Districts in San Antonio have made adjustments accordingly – North East Independent School District keeps its schools' external doors locked throughout the day and implemented a clear backpack policy for all middle and high school students. But these safety procedures are only half of the equation to create a secure space, LEE High School principal Nicole Franco said.
"For a lot of kids, for a long time, school was their safe place if they were having turmoil at home, and we were their solace," Franco said. "And as we have seen an increase in schools not being safe, we are losing that sense for those kids that we are the safe place to go."
Students need a secure place to learn, Franco said, especially when they face challenges outside the classroom that can include poverty, traumatic personal incidents, loss of family members, and mental health issues.
For that reason, Communities in Schools, an organization that connects families and students to community resources, created a new staff position that focuses on building awareness of social and emotional wellness.
"Given the school tragedies at Parkland and Santa Fe, we understand teachers and administrators are now dealing with student issues, which they might not be trained to address," Communities in Schools San Antonio CEO Jessica Weaver said. "We are committed to working with teachers and school faculty so we can provide support, tools, and healing so students can have agency over their lives."
In the three years CIS has been active at LEE, the organization had several positions that worked with individual students. The new staff member will work with teachers and staff to create a larger group of adults equipped to handle student problems.
Kim Sayers started as the school's first "wellness coach" just over a week ago. Her primary focus is to work with LEE's almost 330 staff members to teach them to identify and appropriately respond to students' problems.
All staff will be included – from food service workers to teachers – because everyone working at LEE should be able to intervene when a problem arises, Franco said.
"Often times the food service worker has a relationship with the kid that maybe nobody else has," Franco said. "You just never know what the trigger for the connection is going to be."
Sayers will work with staff on a one-on-one basis, coaching them on situations that may arise, and offer training to LEE employees during professional development periods.
"I think it starts with trauma-informed care and building relationships and going through the basic issues that schools face like suicide and self-harm, those bullying types of topics, and how that relates to working with students," Sayers said.
To start, however, Sayers needs to build relationships with LEE staff members and establish trust so teachers come to her for advice.
She plans to do this by visiting the teacher lounges during lunch breaks and advertising her services. Once relationships are built, Sayers said she hopes teachers who notice a student who struggles in a particular area will come to Sayers for advice on how to best offer support.
LEE will also pilot an online tool that staff can use to access resources and reach out to Sayers for coaching. The website will contain a number of resources to help a teacher handle a particular situation. It is modeled after the One in Five Minds campaign, which offers similar support to address children's mental illness for parents and community members.
When additional help is needed, the website will connect the staff member to Sayers, who plans to track how much help she offers to quantify the usefulness of her position.

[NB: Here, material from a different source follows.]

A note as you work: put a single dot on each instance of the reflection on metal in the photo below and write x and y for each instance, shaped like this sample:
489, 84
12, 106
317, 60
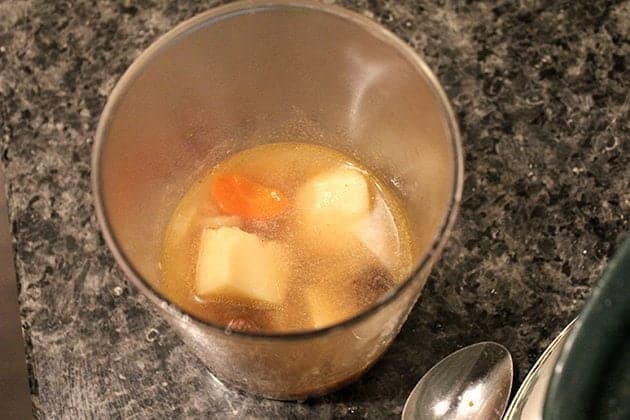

If all goes well, Sayers said, the mental health coach position has the potential to be scaled elsewhere in San Antonio school districts.
"This is such a large campus, so I'm sure if you can do it here, you can take it anywhere," Sayers said.
As of Wednesday morning, LEE had enrolled close to 3,250 students, making it one of the city's largest high schools. In addition to employees from Communities in Schools, NEISD employs one counselor that deals with student crises.
However, when looking at the caseload, Franco said it was "way more than one person could [handle.]"
The addition of a wellness coach adds to the network of adults that support students.
"[LEE] is a small town, and no small town has one counselor," Franco said.